Friday, February 07, 2014

It Seemed Like a Good Idea at the Time

  We are sweltering in a long, long hot spell down here in Oz right now; too hot to be doing thinky things like paleography. So I have embarked on the Great Flickr Project to put all my medieval photographs somewhere in cyberspace, caption and annotate them, organise them into something coherent and useful, and perhaps revive some of my old projects on medieval visual culture. I mean, how hard is it? It's just a bit of digital image jiggerypokery, updating my ever so complete database, doing a bit of sorting and recataloguing, and lo and behold, I will have a smorgasbord of medieval feastery  to play with. Easy peasy.
  The photographs, mainly from Britain but also some from the Continent, were taken during the course of a number of extended visits over the years, but all in the days before digital photography was a goer. I had a reasonably good SLR kit, but it was really urban guerilla photography. Certain sites banned tripods and/or flash and sometimes you had to be pretty quick on your feet.
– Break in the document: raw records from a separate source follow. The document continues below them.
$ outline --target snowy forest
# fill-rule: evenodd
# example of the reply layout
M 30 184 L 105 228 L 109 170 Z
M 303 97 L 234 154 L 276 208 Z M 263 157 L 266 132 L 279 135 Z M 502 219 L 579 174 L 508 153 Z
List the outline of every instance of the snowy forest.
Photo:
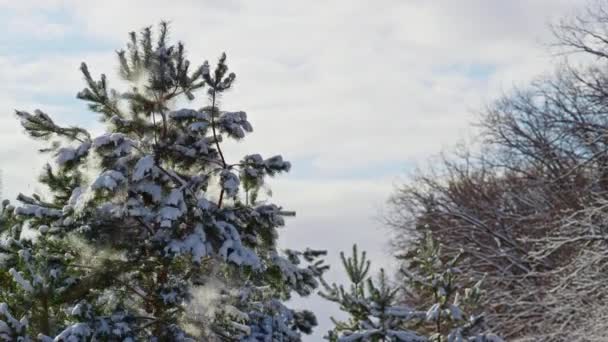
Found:
M 315 296 L 341 311 L 332 342 L 608 340 L 608 3 L 582 13 L 552 26 L 553 72 L 386 193 L 396 268 L 282 246 L 292 164 L 225 148 L 258 127 L 231 106 L 247 70 L 189 54 L 179 22 L 135 28 L 114 69 L 80 65 L 101 132 L 14 112 L 47 163 L 44 191 L 2 201 L 0 340 L 298 342 L 319 313 L 293 299 Z

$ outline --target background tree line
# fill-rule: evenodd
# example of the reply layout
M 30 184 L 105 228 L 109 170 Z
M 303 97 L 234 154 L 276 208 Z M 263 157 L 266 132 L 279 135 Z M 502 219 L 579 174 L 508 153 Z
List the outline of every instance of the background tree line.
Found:
M 507 340 L 605 340 L 607 8 L 555 25 L 555 71 L 481 110 L 477 145 L 442 155 L 390 200 L 403 264 L 428 232 L 442 258 L 464 250 L 460 270 L 484 280 L 486 323 Z

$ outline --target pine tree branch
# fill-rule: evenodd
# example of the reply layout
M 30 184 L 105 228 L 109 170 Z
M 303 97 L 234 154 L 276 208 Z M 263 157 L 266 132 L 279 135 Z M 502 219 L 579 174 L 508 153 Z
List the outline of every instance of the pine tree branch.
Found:
M 79 301 L 88 296 L 92 290 L 102 290 L 112 286 L 120 275 L 131 271 L 133 267 L 135 266 L 115 260 L 105 262 L 102 267 L 94 268 L 93 274 L 82 278 L 76 285 L 59 295 L 57 300 L 60 303 Z

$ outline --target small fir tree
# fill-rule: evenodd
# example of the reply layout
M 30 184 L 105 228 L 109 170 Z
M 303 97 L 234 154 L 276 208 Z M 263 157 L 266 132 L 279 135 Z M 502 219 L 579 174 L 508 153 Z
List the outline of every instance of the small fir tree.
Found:
M 156 39 L 131 33 L 118 61 L 126 92 L 80 68 L 99 136 L 17 111 L 54 165 L 48 196 L 3 203 L 0 340 L 300 341 L 315 317 L 283 303 L 317 288 L 323 253 L 280 252 L 293 213 L 257 199 L 290 163 L 222 150 L 252 131 L 219 108 L 236 78 L 226 55 L 195 67 L 161 23 Z M 174 108 L 200 92 L 202 108 Z
M 350 287 L 322 280 L 321 296 L 340 305 L 348 319 L 332 318 L 334 328 L 326 338 L 330 341 L 347 342 L 499 342 L 499 337 L 483 333 L 483 316 L 466 315 L 479 298 L 480 283 L 471 288 L 458 286 L 460 256 L 447 263 L 440 259 L 439 246 L 426 237 L 420 248 L 411 255 L 410 269 L 403 269 L 404 284 L 395 286 L 387 279 L 384 270 L 376 280 L 369 276 L 370 261 L 366 253 L 359 253 L 353 246 L 353 254 L 341 253 L 342 263 Z M 399 302 L 402 291 L 432 293 L 434 303 L 430 308 L 415 308 Z

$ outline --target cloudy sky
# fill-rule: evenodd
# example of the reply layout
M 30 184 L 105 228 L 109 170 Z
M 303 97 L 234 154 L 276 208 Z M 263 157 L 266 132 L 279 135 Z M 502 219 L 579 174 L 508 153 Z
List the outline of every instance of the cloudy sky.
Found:
M 225 109 L 255 132 L 230 147 L 283 154 L 272 183 L 297 211 L 283 242 L 337 251 L 357 243 L 390 264 L 378 216 L 416 165 L 469 137 L 475 109 L 554 64 L 548 24 L 584 0 L 0 0 L 0 169 L 3 197 L 41 189 L 44 157 L 13 115 L 40 108 L 97 129 L 75 93 L 78 66 L 115 79 L 127 32 L 169 20 L 195 64 L 228 54 L 237 73 Z M 337 264 L 336 264 L 337 265 Z M 330 279 L 340 279 L 336 267 Z M 322 328 L 336 312 L 318 299 Z M 319 335 L 310 339 L 319 340 Z

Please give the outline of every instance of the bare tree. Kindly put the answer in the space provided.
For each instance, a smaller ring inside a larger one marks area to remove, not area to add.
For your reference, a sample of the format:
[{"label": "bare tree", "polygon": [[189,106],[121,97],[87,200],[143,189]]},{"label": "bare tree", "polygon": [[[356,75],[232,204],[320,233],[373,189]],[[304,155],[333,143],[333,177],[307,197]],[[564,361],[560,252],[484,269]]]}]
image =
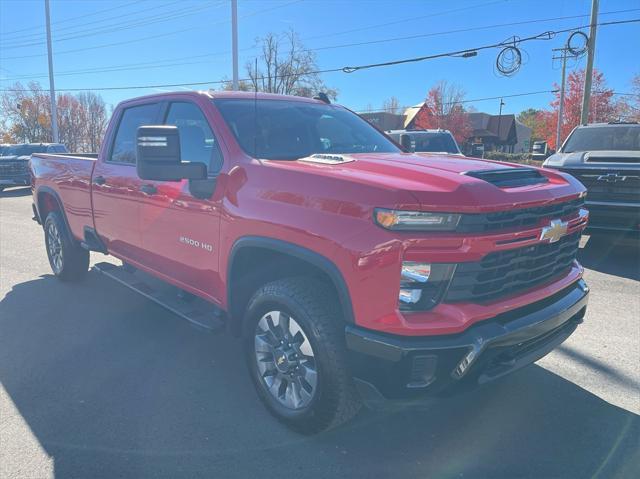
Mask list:
[{"label": "bare tree", "polygon": [[93,92],[80,93],[78,101],[86,116],[83,149],[92,152],[98,151],[107,129],[107,107],[102,97]]},{"label": "bare tree", "polygon": [[[57,96],[60,142],[71,151],[97,151],[107,124],[104,100],[96,93]],[[1,139],[7,143],[48,143],[49,94],[32,82],[16,83],[0,95]]]},{"label": "bare tree", "polygon": [[400,102],[395,96],[392,96],[382,103],[382,110],[395,115],[400,110]]},{"label": "bare tree", "polygon": [[84,143],[84,129],[87,124],[86,112],[76,97],[69,94],[58,95],[59,141],[69,151],[80,151]]},{"label": "bare tree", "polygon": [[338,92],[328,88],[317,73],[316,55],[306,50],[297,33],[289,30],[276,35],[268,33],[256,39],[262,53],[246,64],[249,84],[254,91],[311,97],[319,92],[335,99]]}]

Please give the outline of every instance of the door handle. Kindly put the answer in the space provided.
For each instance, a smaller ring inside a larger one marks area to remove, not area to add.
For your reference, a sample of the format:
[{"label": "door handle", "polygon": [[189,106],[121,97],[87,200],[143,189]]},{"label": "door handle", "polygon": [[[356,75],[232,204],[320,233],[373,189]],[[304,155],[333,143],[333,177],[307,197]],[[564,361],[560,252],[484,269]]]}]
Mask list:
[{"label": "door handle", "polygon": [[158,188],[154,185],[142,185],[140,187],[140,191],[142,191],[145,195],[155,195],[158,192]]},{"label": "door handle", "polygon": [[96,177],[93,179],[93,182],[94,182],[96,185],[104,185],[104,184],[107,182],[107,180],[105,179],[105,177],[104,177],[104,176],[96,176]]}]

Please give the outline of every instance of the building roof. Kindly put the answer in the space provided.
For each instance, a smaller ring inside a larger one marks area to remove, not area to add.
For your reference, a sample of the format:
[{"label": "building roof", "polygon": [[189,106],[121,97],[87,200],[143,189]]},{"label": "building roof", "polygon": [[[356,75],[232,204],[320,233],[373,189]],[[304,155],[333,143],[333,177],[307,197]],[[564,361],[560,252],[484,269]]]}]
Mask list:
[{"label": "building roof", "polygon": [[492,137],[500,143],[515,143],[515,115],[489,115],[488,113],[469,113],[469,122],[473,136]]}]

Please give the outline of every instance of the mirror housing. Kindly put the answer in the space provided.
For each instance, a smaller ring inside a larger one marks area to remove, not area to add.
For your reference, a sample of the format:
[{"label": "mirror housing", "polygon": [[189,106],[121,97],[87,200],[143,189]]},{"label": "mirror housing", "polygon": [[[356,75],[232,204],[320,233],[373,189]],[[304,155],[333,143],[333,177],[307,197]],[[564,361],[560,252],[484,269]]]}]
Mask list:
[{"label": "mirror housing", "polygon": [[143,180],[180,181],[207,178],[203,163],[182,162],[178,127],[141,126],[137,131],[136,169]]},{"label": "mirror housing", "polygon": [[413,151],[413,148],[411,148],[411,136],[406,133],[400,135],[400,145],[407,151]]}]

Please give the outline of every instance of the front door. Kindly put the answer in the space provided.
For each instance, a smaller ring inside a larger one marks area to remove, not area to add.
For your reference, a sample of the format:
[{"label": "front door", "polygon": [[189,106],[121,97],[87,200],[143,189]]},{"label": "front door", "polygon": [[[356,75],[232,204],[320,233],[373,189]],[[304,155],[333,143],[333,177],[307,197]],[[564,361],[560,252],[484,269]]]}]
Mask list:
[{"label": "front door", "polygon": [[[136,130],[159,120],[160,104],[125,108],[111,144],[93,172],[95,228],[114,256],[139,263],[144,259],[139,228],[140,178],[136,173]],[[105,140],[109,141],[109,140]]]},{"label": "front door", "polygon": [[[178,127],[182,161],[204,163],[213,185],[222,167],[222,153],[202,110],[192,102],[171,102],[164,123]],[[178,286],[217,302],[222,290],[218,195],[197,198],[188,180],[143,181],[142,186],[148,191],[140,202],[148,266]]]}]

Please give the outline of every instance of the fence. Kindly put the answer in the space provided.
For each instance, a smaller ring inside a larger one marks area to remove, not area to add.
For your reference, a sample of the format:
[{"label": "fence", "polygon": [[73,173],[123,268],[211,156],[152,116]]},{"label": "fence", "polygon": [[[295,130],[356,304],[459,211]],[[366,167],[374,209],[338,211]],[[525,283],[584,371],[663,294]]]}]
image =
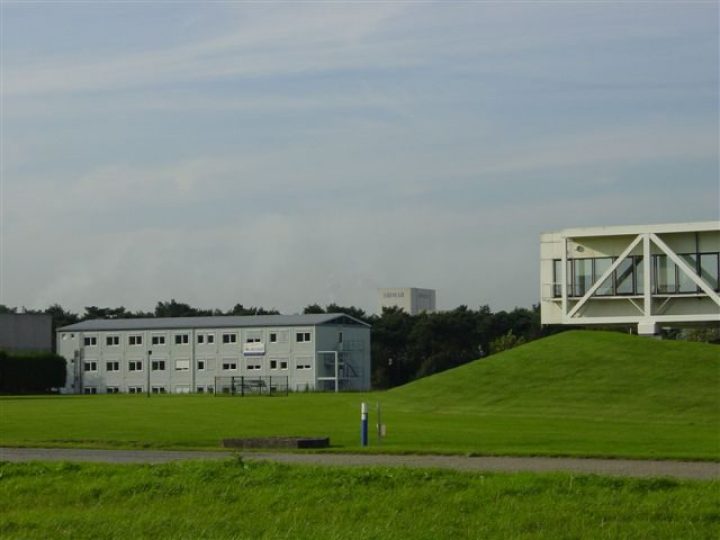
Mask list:
[{"label": "fence", "polygon": [[220,376],[215,377],[216,396],[287,396],[286,376]]}]

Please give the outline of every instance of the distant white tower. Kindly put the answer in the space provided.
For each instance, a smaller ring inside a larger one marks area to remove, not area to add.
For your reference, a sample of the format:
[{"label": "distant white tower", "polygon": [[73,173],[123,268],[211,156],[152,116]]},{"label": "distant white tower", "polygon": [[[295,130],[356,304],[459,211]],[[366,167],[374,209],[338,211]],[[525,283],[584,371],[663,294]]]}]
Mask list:
[{"label": "distant white tower", "polygon": [[435,313],[435,289],[395,287],[378,289],[380,311],[385,307],[399,307],[405,313]]}]

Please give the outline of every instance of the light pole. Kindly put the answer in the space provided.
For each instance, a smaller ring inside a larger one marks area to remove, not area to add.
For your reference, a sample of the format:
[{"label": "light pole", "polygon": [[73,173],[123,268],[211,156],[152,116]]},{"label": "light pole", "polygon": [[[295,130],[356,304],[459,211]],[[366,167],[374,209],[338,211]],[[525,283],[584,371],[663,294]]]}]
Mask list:
[{"label": "light pole", "polygon": [[152,356],[152,351],[148,350],[147,365],[145,366],[145,369],[147,370],[147,387],[146,387],[147,397],[150,397],[150,357],[151,356]]}]

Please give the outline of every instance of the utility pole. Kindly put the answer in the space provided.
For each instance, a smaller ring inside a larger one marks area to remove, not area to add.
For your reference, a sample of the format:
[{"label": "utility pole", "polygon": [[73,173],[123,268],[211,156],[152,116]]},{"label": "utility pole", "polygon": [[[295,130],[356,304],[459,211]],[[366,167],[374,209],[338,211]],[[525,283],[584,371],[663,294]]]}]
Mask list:
[{"label": "utility pole", "polygon": [[147,371],[147,388],[146,388],[147,397],[150,397],[150,357],[151,356],[152,356],[152,351],[148,349],[147,365],[145,366],[145,369]]}]

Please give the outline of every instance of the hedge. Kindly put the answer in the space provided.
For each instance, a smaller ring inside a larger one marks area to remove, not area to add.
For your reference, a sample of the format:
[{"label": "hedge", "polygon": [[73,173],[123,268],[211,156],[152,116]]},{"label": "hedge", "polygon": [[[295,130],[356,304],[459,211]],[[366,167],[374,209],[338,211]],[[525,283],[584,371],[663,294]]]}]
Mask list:
[{"label": "hedge", "polygon": [[57,354],[0,351],[0,393],[47,393],[65,386],[65,377],[65,359]]}]

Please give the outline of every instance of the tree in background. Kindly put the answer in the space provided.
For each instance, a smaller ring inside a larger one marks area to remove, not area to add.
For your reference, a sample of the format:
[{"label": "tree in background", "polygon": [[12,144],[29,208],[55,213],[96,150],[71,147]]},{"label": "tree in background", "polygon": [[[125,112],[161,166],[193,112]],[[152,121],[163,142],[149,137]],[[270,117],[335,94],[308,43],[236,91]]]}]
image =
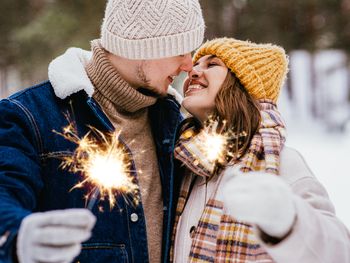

I used slide film, so what was in the box was what was in the box.
  They have been digitised and databased over the years, so I know what they all are (mostly), but they are in totally random order, batched in folders of around 100 images because that was what you could put on a CD-ROM. Coherent sets of images are scattered all over the place, but that doesn't matter because I've got a database, you see.
  It's been great fun upgrading the quality of the images to compensate for having to take the original photographs in a variety of bodgy lighting conditions, trying to do long exposures by bracing myself against a pillar with my shoulders, with knees bent and elbows tucked in. I'm sure some church and castle visitors thought I was practising some strange antipodean form of yoga. But the results give some satisfaction. I can even correct those ones where I slightly lost my sense of verticality. Terrible temptation to sit fiddling with the digital dials to just get it a little bit better.
  Of course, the database isn't quite as comprehensive and detailed as it might be. That means some time spent googling around to get more information. The pictures were taken some years ago, and things have happened. Discovered to my horror that one church I had visited had completely burned out not long afterwards. A quick check of stats says I have over 5500 images in my database, not all of which are mine but mostly. I have currently uploaded 140 and used 0.00053% of my allowed 1 terabyte of Flickr. So far they are all of misericords and other bits of church woodwork. I gotta work faster!



  Meanwhile, does anybody recognise this dude? Not all databases are perfect. Check out here every so often and see how I'm getting along. Maybe the paleography would be easier after all.

Monday, February 03, 2014

Painful Progress

  As promised, I am working, excruciatingly slowly, on replacing older graphics in Medieval Writing with better ones, with especial thanks to the British Library for allowing their high quality colour images to be freely used. Some of the images in the first paleography exercise for uncial script have now been updated. Unfortunately it makes some of the other old black and white bits and pieces in the exercise look even worse. Can't win.
  I will try to split my time between this project and my blockbuster epic Flickr project to not only display, but organise, my medieval photographs. That may take a day or two.

Saturday, February 01, 2014

Little Scribal Thingamajig

    We all love our little medieval depictions of scribes. Somehow it connects us to the letters they wrote on those dead sheep and cows. I recently received an email from one Bob Green of London with a link to a depiction of a scribe in an unusual medium. At least, it's an unusual medium to be surviving today, being a small metal object that was found through metal detecting. People did lose the oddest things in the past.
  Take a look at it here. Objects like this not only show us what scribes looked like or what equipment they used, they give a hint at the value of the work they did. I'm not expecting anyone to commemorate anything I do in silver gilt any time soon.
  Thanks for sharing that with us Bob.